Of course the readers shouldn’t need that signal. But obviously they do. A torrent of stories has convinced them that Russiagate is a moral outrage, the great issue of our time. Yemen is a sort of boutique issue, something you might mention once in a while and if so, you blame Trump or simply blame the Saudis. But nobody obsesses about it and nobody asks what form of moral or financial corruption has led us to this point or asked whether the whole political system seems designed to obfuscate our guilt when we participate in mass murder. It deserves the occasional story. Our killing of civilians in our own bombings receives some mention— the New York Times carried a great story on civilian casualties of airstrikes in Iraq a month ago which seemingly had no impact whatsoever.

Then we go back to what really matters, which is Russiagate.

It’s not exactly clear why it matters. What has Putin persuaded Trump to do? Is it a bad thing that we might not arm Syrian rebels? Should we be imposing a no fly zone in Syria and killing Russians and Syrians in the process? Did Putin stand in the way of America exerting its will in the world as God intended? Nobody spells it out. Or rather, it seems to change. Right now the moral outrage is that Trump interfered with US foreign policy before taking office. This is the sort of thing Republican usually say about liberal Democrats when they oppose some Republican war. I despise Trump, but when Flynn met the Russians on behalf of Israel he was acting like most of Congress, except it was the Russian factor that makes it outrageous. If liberals cared that much about the Israeli occupation they wouldn’t need Flynn’s Russian lobbying to be angry. And I seriously doubt we will see Israeli connections investigated.
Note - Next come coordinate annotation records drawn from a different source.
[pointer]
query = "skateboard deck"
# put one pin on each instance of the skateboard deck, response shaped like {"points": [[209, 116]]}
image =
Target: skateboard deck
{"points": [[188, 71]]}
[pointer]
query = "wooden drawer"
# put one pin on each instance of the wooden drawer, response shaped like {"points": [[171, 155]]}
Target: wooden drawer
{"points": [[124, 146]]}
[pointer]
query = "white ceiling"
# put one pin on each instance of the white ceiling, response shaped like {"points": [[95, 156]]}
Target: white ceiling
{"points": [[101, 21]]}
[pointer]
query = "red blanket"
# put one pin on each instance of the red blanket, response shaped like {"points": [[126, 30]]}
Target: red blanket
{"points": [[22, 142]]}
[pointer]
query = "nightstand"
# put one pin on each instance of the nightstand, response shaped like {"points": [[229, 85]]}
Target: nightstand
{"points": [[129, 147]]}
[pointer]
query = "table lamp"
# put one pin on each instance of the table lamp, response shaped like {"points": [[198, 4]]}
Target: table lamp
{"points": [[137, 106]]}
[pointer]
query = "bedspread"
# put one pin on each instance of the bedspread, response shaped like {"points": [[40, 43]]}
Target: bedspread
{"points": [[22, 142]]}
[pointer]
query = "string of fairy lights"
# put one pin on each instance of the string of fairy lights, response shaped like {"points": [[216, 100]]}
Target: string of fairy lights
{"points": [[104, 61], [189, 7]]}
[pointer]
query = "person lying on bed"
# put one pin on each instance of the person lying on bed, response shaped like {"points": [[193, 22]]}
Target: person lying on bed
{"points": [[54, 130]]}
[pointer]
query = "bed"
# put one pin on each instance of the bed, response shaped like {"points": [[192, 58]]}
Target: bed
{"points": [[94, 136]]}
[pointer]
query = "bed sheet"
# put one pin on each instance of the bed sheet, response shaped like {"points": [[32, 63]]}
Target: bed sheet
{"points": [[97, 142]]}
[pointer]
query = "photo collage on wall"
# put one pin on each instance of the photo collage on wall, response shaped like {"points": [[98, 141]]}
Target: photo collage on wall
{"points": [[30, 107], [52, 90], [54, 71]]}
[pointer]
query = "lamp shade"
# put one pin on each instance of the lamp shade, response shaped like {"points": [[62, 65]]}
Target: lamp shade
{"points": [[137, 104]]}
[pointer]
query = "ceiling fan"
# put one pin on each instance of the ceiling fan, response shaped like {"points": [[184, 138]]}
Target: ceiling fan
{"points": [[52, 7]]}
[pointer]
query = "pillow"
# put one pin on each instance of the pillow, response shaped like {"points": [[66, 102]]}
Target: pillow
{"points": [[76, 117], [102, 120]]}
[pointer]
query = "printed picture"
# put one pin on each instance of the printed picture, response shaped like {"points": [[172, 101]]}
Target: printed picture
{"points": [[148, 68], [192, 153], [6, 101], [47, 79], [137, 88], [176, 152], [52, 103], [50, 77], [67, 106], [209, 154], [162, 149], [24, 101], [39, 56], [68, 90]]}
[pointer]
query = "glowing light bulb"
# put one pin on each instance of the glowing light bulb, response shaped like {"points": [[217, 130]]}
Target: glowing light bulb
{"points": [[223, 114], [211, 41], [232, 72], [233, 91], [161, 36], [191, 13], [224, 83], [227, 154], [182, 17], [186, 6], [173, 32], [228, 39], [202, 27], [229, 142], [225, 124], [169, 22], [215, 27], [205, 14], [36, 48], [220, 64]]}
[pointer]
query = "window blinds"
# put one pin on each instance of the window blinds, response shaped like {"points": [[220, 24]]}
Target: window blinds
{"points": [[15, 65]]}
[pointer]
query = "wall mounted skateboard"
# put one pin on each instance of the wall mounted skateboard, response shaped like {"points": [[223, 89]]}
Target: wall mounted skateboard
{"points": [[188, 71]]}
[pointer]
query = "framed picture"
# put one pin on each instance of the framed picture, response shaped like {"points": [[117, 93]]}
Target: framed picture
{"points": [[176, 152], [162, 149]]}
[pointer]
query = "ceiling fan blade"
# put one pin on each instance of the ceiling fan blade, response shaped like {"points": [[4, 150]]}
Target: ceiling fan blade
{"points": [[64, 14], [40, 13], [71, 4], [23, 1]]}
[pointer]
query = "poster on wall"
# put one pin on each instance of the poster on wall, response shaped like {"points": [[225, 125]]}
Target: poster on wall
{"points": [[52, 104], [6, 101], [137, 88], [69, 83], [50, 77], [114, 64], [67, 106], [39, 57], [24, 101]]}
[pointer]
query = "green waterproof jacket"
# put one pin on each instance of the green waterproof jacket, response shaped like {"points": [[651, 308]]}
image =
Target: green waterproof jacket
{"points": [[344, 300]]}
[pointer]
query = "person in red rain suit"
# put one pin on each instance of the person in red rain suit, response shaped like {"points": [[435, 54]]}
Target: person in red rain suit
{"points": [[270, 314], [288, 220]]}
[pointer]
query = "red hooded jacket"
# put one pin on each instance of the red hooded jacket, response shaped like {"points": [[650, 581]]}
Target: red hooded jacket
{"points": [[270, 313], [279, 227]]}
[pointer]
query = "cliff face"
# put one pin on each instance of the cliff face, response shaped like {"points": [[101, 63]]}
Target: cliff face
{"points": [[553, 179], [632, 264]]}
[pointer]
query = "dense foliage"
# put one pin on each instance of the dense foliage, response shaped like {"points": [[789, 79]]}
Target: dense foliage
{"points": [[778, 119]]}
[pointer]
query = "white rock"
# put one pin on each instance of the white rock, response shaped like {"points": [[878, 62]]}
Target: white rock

How many FBI guys would we need to do that?

When you consider how much news coverage we have from organizations that pride themselves on their professionalism, a person from Neptune would find it remarkable that so many American liberals are so indifferent to the fact that we are complicit in a crime against humanity. This isn’t a secret. It isn’t something hidden in the ultra classified files of the NSA waiting for some Snowden to leak or for some British spy to uncover. There is just enough coverage so that no one somewhat interested in politics could deny knowledge, and yet it continues because we all know it just doesn’t matter that much. We may eventually stop helping the Saudis murder children, but there won’t be an investigation and something like it will happen again. Maybe the press is the way it is because it reflects the values of its readers

We act this way because we are a superpower and we can squash people like bugs without serious consequence to ourselves if it happens to be convenient; and so this is what we do. The upper ten or twenty percent, the educated consumers of the liberal press, have up to this point benefited from the system in place. I don’t know how much of our GDP requires the murder of people overseas but obviously some powerful people benefit from US imperialism and this corrupts both our politicians and the mainstream press which does just enough reporting so they don’t look like total liars, but without ever digging too deeply into the rot that permeates the whole.

For the educated liberal it is convenient to believe that whatever is really wrong can be identified with the Republican Party, so if we just win elections for the Democrats everything will be fine. Russiagate is utterly irresistible. Some bad foreigner helped the worst imaginable Republican. Liberals get to be liberal and wave the flag.

Stories like what we or our allies do to Gaza or Yemen or other places contradict the narrative and make us uncomfortable, as it involves us all, so we ignore them the way people ignore the sexual abusers if acting against them would threaten their jobs. We should stop doing this. But it is hard to see what will make us stop doing this.